Operations & Best Practices

Daily Operations

Quick Health Check


# Check all service statuses
sudo systemctl status backup-*
 
# Check disk space
df -h /var/lib/backup/repo
 
# View recent snapshots
xreplicator snapshots --server localhost:50051

Monitor these daily:

Service status for all components
Logs for errors or warnings
Disk space on the backup server
Confirmation that backups are completing

Backup Strategies

Full Backup Frequency

Frequency	Recommended For
Daily	Critical systems with high change rates
Weekly	Most production systems (recommended)
Monthly	Archival or low-change systems

Incremental Backup Frequency

Frequency	Recommended For
Hourly	Critical databases, high-change systems
Every 2–4 hours	Typical production systems
Daily	Low-change systems

Retention Policy Guidelines

Full backups: Keep 4–12 (1–3 months of history)
Incremental backups: Keep 24–168 (1–7 days of hourly snapshots)
Adjust based on storage capacity and recovery time objectives

Maintenance Schedule

Weekly

Review backup logs for errors
Check repository disk space
Verify cloud sync status (if configured)
Test a restore from a recent snapshot

Monthly

Review and adjust retention policies
Run compaction (if not automated)
Verify license expiry date
Review and update configurations

Quarterly

Perform a full disaster recovery test
Review and update backup strategies
Audit access and permissions
Update software packages

Azure-to-Azure DR Operations

XReplicator v1.3.0 can be used to set up DR for Azure workloads recovering into Azure. The recommended operational model is:

Run the backup server and web UI in the Azure DR landing zone.
Enable DR for each protected source disk.
Wait until every source shows a healthy DR status and the applied snapshot matches the desired snapshot.
Create a blueprint that maps source disks to the target Azure region, resource group, VNet, subnet, VM size, and disk strategy.
Run strict precheck before every drill or production failover.
Trigger failover from the web UI and validate VM boot, disk attachment, networking, and application health.

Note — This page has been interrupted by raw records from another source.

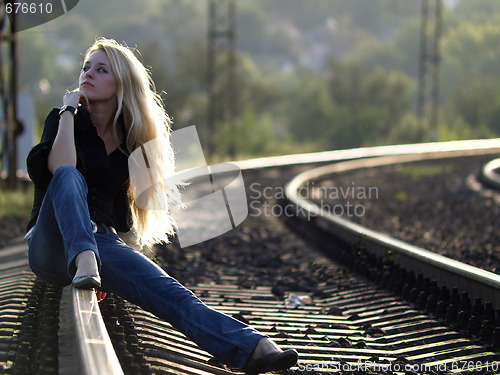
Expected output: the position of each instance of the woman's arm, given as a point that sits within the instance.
(63, 150)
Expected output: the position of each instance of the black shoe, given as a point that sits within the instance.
(87, 282)
(275, 361)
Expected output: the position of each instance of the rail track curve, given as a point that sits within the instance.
(82, 309)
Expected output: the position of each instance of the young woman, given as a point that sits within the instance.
(82, 198)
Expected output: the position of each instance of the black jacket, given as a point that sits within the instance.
(106, 175)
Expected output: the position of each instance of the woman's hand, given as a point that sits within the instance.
(75, 97)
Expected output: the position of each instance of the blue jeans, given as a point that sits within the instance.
(64, 229)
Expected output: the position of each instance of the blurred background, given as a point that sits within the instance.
(308, 76)
(268, 77)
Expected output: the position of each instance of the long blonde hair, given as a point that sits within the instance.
(145, 119)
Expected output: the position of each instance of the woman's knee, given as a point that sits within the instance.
(68, 174)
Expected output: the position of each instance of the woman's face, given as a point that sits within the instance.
(97, 80)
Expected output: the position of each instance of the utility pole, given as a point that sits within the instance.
(430, 59)
(8, 91)
(221, 72)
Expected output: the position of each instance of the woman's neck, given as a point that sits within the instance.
(102, 118)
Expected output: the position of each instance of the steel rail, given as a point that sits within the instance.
(97, 355)
(477, 282)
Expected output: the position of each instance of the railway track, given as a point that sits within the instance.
(332, 311)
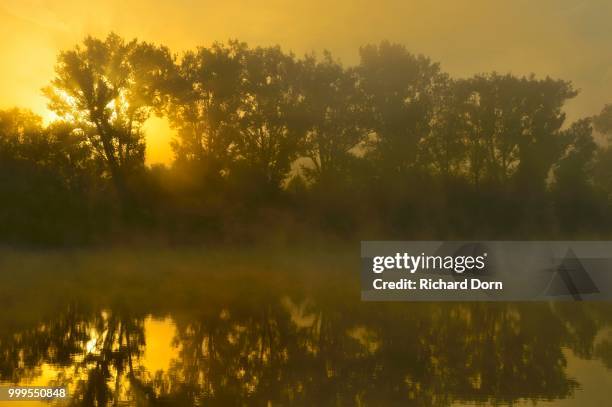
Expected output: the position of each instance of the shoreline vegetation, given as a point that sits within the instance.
(271, 147)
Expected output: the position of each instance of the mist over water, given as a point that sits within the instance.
(280, 327)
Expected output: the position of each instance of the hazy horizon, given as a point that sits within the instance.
(563, 39)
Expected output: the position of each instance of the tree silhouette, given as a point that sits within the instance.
(108, 90)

Observed Azure-to-Azure failover drills can start the recovered server in under 2 minutes once staging disks are already healthy and synced. Treat this as a measured environment result, not a universal guarantee: RTO depends on Azure API latency, VM size, OS boot time, network dependencies, and application startup.

For setup details, see Azure-to-Azure DR.

Key Metrics to Monitor

Metric	Alert Threshold
Backup success/failure rate	Any failure
Repository disk usage	80% full
License expiry	30 days before expiry
Agent connectivity	On disconnection
Cloud sync status	On failure (if configured)

Best Practices

Configuration

Use a consistent fixed_block_size_mb across all agents and the server
Keep chunk_size_avg_kb consistent to preserve deduplication
Enable TLS for all production gRPC connections
Store cloud credentials securely — avoid hardcoding in config files

Security

Restrict network access to the backup server (port 50051)
Use TLS encryption for gRPC communication
Use strong, unique credentials for cloud storage
Rotate credentials on a regular schedule

Performance

Match pipeline settings (workers, batch_size, max_pipeline_memory_mb) to available resources
Use compression for network-backed storage
Enable eBPF change tracking for faster incremental backups
Monitor and tune batch sizes based on actual network throughput

Reliability

Test restores regularly — a backup you haven’t restored is an untested backup
Maintain multiple full backups
Use cloud sync for offsite/disaster recovery backups
Document your recovery procedures and keep them up to date

Documentation

Maintain a list of all backed-up systems and their schedules
Document the restore procedure for each system type
Keep copies of configuration files in version control
Record any configuration changes with the reason and date